Luma Simms is a Fellow at the Ethics and Public Policy Center; her essays, articles, and book reviews have appeared in a variety of publications including National Affairs, Law and Liberty, The Wall Street Journal, National Review, First Things, Public Discourse, the Institute for Family Studies, and others.

Can We Have Religious Liberty In Modern America?

The Supreme Court is soon to decide a case that could potentially impose same-sex marriage as a nationwide civil “right.” During one exchange in oral arguments in the case, Obama administration Solicitor General Donald Verrilli was asked by Justice Alito whether a religious school could lose its nonprofit status if it held that marriage is between one man and one woman. Here is the solicitor general’s response: “It’s certainly going to be an issue. I don’t deny that. I don’t deny that, Justice Alito. It is it is going to be an issue.”

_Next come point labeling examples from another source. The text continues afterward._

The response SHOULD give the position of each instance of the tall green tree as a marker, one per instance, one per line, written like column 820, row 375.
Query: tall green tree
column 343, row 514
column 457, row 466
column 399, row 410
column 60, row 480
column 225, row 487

That certainly sounds like a “yes.” Will it end with religious schools? What about churches? Will Christian churches lose their nonprofit tax status if they hold firm to one of their foundational beliefs—a sacrament of their faith?

It is no exaggeration to say we are at a tipping point of one of the pillars of the American founding: Religious liberty. Can religious liberty be sustained in the America of today which understands itself, and the idea of liberty, in a different way than our forefathers did? John Adams, that venerable founder of our republic, once wrote that we are “a government of laws, not of men.”